We are currently working on an image recognition problem in which we try to recognize solar panels on roofs. Our dataset consists of aerial images of roofs, for each of which we have a label which indicates whether the roof contains a solar panel or not. This dataset was manually validated, so the noise on it should be minimal. The major difficulty that we are facing, however, is the class imbalance: roughly 1 out of 20 roofs contains a solar panel.
We are using the following datasets:
- (balanced) training set: 3150 positive, 3150 negative examples
- (balanced) validation set: 784 positive, 784 negative examples
- (unbalanced) test set: 138 positive, 2862 negative examples
These are our results on the test set:
Pred No-Panel | Pred Panel | Precision | |
---|---|---|---|
Actual No-Panel | 2615 | 247 | 91.37% |
Actual Panel | 15 | 122 | 89.05% |
Recall | 99.43% | 33.06% | Total acc: 91.26% |
Although these results certainly are not bad, the recall for panel drops from 86% (validation error) to 33% (test error) due to the class imbalance. Is there any way to improve on that?

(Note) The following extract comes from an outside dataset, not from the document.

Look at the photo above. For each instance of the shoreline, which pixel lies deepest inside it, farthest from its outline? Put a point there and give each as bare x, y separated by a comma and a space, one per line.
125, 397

We have produced these results using a PyTorch model based on resnet18 with the following specification:
- Kaiming initialisation of the weights
- Freezing of all feature layers of resnet18, with the exception of batchnorm layers
- Custom classifier with the following specification:
- AdaptiveConcatPool2d(),
- Flatten(),
- nn.BatchNorm1d(n_feat),
- nn.Dropout(dropout/2),
- nn.Linear(n_feat, n_filter),
- nn.ReLU(inplace=True)
- nn.BatchNorm1d(n_filter),
- nn.Dropout(dropout),
- nn.Linear(n_filter, n_class)
Initially, we trained this model with AdamW and cross entropy loss resulting in the outcome shown above. In order to improve this, we have tried a number of other strategies, but with no real changes in the results:
- Varying learning rates: after every X epochs we lower the learning rate
- Increase decrease of dropouts
- Use a proxy for AUC as loss function to optimize the AUC of the model, which should be more robust to class-imbalance (we added a batchnorm and softmax layer to the classifier as this metric requires probabilities). We used the Wilcoxon-Mann-Whitney U-Statistic as described here: https://blog.revolutionanalytics.com/2017/03/auc-meets-u-stat.html
We could also:
- Use Ensembles
- Implement test time augmentation
- Label more data
But we want to focus on optimizing the performance of a single model first. So the question remains: are there other known methods to deal with class imbalance that could help us achieve better results?